The reasons for the upsurge remain obscure. Laboratory findings showed diverse patterns of S. pyogenes strains, suggesting a multiclonal epidemic. The 48-kb insert identified in 2011 was found in S. pyogenes strains isolated in 2008–2010, albeit at lower rate (35.7% in 2008–2010 vs.78% in 2011). Thus, it is difficult to attribute the upsurge to the insert alone. A shift in prevailing emm type that occurred in 2011 might have contributed to fluctuations in the number of cases ().

A higher rate of erythromycin resistance in S. pyogenes (>80%) was found in 2011 than in the reported previous years (20%–30%) (). Because all erythromycin-resistant strains were also resistant to clindamycin (data not shown), we deduced the resistance mechanism to be resistance to macrolides, lincosamides, and streptogramins B system, as encoded by the erm genes ().
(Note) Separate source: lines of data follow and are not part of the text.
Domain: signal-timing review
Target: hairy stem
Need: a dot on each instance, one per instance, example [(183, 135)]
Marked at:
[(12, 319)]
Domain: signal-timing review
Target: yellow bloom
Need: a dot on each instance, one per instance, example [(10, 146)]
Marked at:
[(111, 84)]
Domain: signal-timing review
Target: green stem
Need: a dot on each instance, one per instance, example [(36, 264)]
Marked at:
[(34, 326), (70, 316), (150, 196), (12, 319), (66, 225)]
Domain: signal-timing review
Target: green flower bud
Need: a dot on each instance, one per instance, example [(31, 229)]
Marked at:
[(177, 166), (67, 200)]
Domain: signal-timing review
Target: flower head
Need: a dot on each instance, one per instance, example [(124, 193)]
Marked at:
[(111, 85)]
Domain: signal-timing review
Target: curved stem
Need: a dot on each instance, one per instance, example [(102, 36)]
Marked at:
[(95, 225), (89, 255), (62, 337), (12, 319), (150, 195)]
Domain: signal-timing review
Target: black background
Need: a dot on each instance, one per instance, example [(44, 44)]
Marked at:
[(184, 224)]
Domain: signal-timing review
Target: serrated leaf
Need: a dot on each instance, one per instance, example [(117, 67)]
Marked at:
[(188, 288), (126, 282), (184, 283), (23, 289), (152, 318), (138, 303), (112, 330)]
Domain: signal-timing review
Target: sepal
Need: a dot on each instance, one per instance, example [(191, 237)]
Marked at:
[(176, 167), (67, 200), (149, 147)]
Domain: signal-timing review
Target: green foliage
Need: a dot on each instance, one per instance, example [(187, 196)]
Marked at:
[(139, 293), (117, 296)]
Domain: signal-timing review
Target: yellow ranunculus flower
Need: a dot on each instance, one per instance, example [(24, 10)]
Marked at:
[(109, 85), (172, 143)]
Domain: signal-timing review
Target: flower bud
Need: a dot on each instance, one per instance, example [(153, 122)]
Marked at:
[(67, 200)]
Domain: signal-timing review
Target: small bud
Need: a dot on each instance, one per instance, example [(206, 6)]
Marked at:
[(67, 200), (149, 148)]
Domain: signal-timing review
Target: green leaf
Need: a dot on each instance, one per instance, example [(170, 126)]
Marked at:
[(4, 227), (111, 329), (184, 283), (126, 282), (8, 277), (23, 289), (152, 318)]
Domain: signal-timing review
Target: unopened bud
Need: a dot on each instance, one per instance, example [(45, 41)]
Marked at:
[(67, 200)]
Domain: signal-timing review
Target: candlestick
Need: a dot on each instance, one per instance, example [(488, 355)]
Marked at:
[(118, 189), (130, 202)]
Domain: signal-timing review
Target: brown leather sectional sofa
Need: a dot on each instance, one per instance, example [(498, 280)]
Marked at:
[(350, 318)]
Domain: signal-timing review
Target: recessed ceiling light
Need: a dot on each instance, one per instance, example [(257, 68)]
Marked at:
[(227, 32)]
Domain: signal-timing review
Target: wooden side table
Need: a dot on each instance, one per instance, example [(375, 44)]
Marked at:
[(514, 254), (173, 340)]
The 48-kb insert provided a mechanism for macrolide resistance among S. pyogenes in Hong Kong, but our laboratory investigation found macrolide-resistant S. pyogenes strains and the macrolide-susceptible strains that bore them negative for this insert. Mutation of the PCR primer binding site might explain the former strains; further investigation is needed to explore this possibility.

The upsurge in scarlet fever cases in Hong Kong during 2011 likely reflects a regional phenomenon; a marked increase in cases was also observed in mainland China () and Macao () during this period. High resistance rates against macrolides were also observed for the outbreak in mainland China (). We recommend close monitoring and surveillance of disease activity, genetic testing, antimicrobial susceptibility profiling, and maintaining scarlet fever’s statutory notifiable status.